Climate change: ‘Fifty-fifty chance’ of breaching 1.5C warming limit

Matt McGrath via BBC

The likelihood of crossing a key global warming threshold has risen significantly, according to a new analysis.

UK Met Office researchers say that there’s now around a fifty-fifty chance that the world will warm by more than 1.5C over the next five years.

Such a rise would be temporary, but researchers are concerned about the overall direction of temperatures.

It’s almost certain that 2022-2026 will see a record warmest year, they say.

The Met Office is the UK’s national meteorological service.

As levels of warming gases in the atmosphere have accrued rapidly over the past three decades, global temperatures have responded by rising in step.

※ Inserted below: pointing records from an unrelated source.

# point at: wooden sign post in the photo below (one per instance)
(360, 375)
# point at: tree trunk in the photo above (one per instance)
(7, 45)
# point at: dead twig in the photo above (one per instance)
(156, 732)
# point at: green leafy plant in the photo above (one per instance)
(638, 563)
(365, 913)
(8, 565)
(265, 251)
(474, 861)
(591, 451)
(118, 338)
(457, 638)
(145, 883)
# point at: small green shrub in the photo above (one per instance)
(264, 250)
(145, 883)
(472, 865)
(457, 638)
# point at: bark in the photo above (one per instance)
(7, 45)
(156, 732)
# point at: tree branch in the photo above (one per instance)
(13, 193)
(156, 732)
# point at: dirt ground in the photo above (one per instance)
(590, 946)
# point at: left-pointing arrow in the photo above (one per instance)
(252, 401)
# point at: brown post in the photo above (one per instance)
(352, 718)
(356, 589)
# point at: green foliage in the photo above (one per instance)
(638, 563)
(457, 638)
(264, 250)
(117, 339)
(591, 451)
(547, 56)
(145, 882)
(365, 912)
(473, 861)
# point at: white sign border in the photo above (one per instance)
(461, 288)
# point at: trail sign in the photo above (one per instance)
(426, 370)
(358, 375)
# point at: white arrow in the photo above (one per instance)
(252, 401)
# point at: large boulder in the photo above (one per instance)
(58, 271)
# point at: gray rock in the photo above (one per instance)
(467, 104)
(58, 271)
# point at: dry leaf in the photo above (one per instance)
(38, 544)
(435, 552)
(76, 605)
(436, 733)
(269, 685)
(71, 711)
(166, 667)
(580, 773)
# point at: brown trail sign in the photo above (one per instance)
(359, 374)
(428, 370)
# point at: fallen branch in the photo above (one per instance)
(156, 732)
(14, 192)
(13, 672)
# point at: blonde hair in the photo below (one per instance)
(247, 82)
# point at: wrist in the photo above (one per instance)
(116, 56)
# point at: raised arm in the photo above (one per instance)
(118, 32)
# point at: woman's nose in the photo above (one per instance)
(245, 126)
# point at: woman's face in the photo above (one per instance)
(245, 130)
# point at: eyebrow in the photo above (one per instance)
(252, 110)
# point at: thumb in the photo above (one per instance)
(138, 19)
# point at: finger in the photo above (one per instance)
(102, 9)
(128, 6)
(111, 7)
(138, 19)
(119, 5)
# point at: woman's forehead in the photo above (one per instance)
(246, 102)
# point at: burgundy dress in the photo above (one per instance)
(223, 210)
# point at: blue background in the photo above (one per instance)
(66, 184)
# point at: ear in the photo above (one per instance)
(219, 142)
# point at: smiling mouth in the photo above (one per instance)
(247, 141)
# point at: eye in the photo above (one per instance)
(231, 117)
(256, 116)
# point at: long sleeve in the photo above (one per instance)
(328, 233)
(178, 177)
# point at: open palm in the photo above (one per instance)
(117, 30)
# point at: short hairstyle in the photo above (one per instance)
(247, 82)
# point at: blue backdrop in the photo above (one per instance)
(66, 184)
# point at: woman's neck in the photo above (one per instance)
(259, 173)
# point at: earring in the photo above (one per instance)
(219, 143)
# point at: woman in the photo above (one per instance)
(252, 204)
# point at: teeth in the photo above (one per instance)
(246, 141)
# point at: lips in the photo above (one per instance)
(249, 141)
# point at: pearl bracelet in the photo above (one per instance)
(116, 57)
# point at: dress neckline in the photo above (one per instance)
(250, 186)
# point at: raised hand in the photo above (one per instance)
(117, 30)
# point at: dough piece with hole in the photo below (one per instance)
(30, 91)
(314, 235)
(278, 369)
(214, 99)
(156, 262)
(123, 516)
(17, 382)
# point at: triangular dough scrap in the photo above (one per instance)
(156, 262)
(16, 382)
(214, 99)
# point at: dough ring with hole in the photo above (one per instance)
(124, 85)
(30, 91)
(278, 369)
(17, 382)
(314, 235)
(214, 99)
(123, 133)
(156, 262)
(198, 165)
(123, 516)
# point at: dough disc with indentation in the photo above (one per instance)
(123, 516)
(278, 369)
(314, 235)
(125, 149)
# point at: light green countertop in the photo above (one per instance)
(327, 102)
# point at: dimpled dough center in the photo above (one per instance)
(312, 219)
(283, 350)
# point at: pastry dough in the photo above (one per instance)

In 2015, the world’s average temperature first went 1C above the pre-industrial levels, which are generally thought of as the temperatures recorded in the middle of the 19th century.

That was also the year that political leaders signed the Paris climate agreement, which committed the world to keeping the rise in global temperatures well below 2C while pursuing efforts keep them under 1.5C.

At COP26 in Glasgow last November, governments re-iterated their commitment to keeping “1.5C alive.”

For the past seven years, global temperatures have stayed at or around that 1C mark, with 2016 and 2020 essentially tied as the warmest years on record.